Se ad Emauele Semprini, neo portiere del Novafeltria, da piccolo gli avessero detto di volare, probabilmente avrebbe preso tutti per matti. Batman rimaneva un idolo dei cartoni, l’uomo Ragno dei fumetti ma provate a mettere entrambe le caratteristiche di un uomo pipistrello e dell’uomo ragno assieme ed ecco che tela ed ali per raccogliere ed evitare gol è cosa fatta. Si è costruito e formato Emanuele Semprini. Ha preso per mano quel pallone  capendo che l’idea di volare sul pianeta terra potesse davvero affascinarlo, da allora  si è stabilito in porta e non si è più levato. L’altezza rispetto ad altri più enormi di lui  rimaneva un handicap sul quale sorvolare, ma lui ci scherza sopra dicendo che dove ci sono dei limiti para (in tutti i sensi) mostrando i propri pregi. Lo era Luca Mondini in serie A, un portiere che nell’Inter non trovò mai spazio, ma che col suo metro e settantadue difese il più bel Vicenza di sempre, perfino di quello di “Pablito Rossi” e Roberto Baggio, riuscendo a conquistare una Coppa Italia, prima di sfiorare l’impresa  andando a un passo dalla gloria in coppa delle Coppe, quando a fare fuori i biancorossi ci pensò il Chelsea di Zola e Vialli.
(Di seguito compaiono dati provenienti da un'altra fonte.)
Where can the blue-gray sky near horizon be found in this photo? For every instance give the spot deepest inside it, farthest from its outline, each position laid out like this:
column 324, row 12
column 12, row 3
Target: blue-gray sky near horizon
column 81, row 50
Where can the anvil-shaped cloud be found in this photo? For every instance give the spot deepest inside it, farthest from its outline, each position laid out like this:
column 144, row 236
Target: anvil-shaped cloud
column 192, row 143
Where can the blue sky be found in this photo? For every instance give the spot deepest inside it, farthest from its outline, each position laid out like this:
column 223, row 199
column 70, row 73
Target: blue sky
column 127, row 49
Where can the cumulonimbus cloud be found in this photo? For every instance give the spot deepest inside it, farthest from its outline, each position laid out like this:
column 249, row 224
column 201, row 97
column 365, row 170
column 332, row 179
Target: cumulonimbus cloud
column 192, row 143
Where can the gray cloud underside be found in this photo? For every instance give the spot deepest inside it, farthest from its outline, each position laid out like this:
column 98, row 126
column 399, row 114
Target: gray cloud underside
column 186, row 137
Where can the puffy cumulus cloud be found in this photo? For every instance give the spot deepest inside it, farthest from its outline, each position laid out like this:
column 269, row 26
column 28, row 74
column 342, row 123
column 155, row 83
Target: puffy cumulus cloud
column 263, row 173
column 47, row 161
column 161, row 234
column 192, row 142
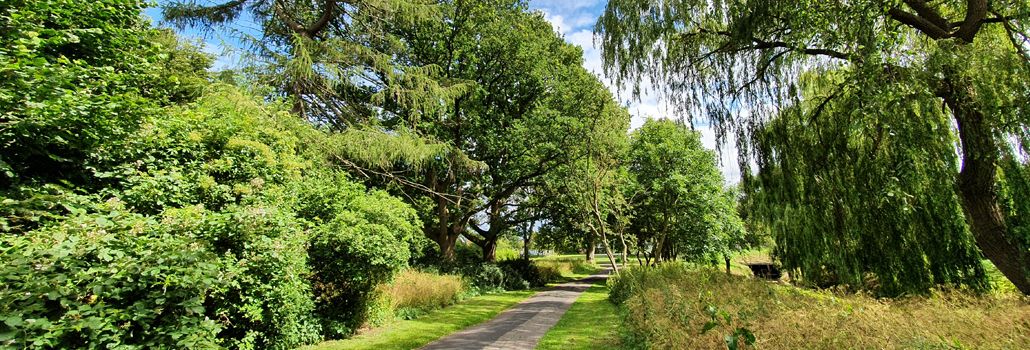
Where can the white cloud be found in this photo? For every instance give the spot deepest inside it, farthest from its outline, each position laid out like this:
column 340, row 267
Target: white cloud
column 579, row 31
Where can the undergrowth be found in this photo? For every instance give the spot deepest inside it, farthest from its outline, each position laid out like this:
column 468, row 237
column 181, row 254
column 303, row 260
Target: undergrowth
column 677, row 307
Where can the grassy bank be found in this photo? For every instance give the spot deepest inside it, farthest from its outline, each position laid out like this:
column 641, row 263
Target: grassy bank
column 416, row 333
column 590, row 323
column 679, row 307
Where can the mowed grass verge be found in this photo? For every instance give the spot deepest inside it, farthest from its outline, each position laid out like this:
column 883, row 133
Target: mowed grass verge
column 416, row 333
column 590, row 323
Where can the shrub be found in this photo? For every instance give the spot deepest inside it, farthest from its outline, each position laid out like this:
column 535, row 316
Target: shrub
column 267, row 302
column 413, row 292
column 111, row 278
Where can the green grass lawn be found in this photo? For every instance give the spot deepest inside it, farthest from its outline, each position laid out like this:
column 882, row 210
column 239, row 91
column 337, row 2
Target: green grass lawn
column 416, row 333
column 590, row 323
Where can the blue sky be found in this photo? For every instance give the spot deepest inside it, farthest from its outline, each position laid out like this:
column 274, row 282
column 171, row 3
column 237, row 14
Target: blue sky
column 574, row 20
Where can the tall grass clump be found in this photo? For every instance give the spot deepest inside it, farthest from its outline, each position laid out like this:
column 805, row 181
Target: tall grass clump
column 678, row 307
column 414, row 292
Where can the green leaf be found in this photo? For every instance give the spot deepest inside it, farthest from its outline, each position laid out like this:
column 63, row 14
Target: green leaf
column 708, row 326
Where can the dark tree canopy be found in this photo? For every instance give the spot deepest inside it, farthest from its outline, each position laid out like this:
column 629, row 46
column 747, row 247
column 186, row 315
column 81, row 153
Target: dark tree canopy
column 737, row 64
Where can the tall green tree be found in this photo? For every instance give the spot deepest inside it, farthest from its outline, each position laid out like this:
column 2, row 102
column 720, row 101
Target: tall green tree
column 740, row 63
column 908, row 232
column 530, row 104
column 683, row 211
column 333, row 59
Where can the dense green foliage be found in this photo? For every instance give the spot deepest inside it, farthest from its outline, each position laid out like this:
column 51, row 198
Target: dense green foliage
column 145, row 207
column 683, row 210
column 854, row 111
column 908, row 233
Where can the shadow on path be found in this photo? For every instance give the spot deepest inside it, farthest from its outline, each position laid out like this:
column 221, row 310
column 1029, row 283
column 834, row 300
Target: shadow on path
column 522, row 325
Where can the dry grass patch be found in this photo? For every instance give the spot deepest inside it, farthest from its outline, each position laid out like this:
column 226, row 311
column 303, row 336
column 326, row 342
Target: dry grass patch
column 671, row 307
column 421, row 290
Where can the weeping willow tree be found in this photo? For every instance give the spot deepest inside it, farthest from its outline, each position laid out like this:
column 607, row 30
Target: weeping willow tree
column 739, row 63
column 857, row 200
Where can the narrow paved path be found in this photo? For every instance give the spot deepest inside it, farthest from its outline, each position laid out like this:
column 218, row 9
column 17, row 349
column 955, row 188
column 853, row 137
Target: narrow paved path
column 522, row 325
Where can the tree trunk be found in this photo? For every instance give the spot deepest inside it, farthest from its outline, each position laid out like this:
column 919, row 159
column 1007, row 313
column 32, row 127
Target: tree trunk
column 447, row 246
column 976, row 184
column 525, row 245
column 590, row 249
column 490, row 250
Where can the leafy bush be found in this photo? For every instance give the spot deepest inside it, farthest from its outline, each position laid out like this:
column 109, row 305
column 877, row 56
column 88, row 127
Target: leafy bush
column 267, row 302
column 354, row 252
column 111, row 278
column 295, row 249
La carriera l’ha visto protagonista tra le file di Coriano in promozione (in annate diverse), Vis Argentina dove è rimasto tre stagioni, Corpolò, S.Ermete e Novafeltria. Tra Promozione e Prima Categoria Emanuele ha dimostrato le proprie capacità: il classico portiere che ama uscire e giocare di piede, caratteristica non comune ai numeri uno, specie per tecnici offensivi come Zeman, la cui idea di calcio prevedeva che proprio il portiere impostasse con i piedi l’azione di gioco.   Emanuele prenderà l’eredità del duo Ronci-Spadazzi che a Novafeltria ha ben figurato. Spadazzi accasatosi a Pietracuta, continua ad essere un esempio per tutti i giovani, all’età di quasi 48 anni ancora è pronto a difendere i pali, mentre Ronci ripartirà da Pennabilli. Con Emanuele in stagione ci saranno il vice Germani -proveniente direttamente dalla formazione Juniores- e la chiocca Daniele Casali, una vita in gialloblu pronto a mettere la sua esperienza tra i pali e all’interno dello spogliatoio. Il neo allenatore gialloblu Achille Fabbri, ha già avuto modo di avere alle sue dipendenze il portiere Semprini, proprio lui l’ha voluto fortemente in questa nuova esperienza che metterà entrambi nelle condizioni di mettersi in mostra cercando di divertire il pubblico, di divertirsi e di regalarsi in stagione delle soddisfazioni. Dopo l’annata di alti e bassi vissuta a S.Ermete, Emanuele ha l’occasione di riscattarsi, ha la fiducia dell’intero ambiente e sicuramente questo fattore lo aiuterà a ritrovare quella serenità interna venuta a mancare in qualche frangente dell’ultimo torneo.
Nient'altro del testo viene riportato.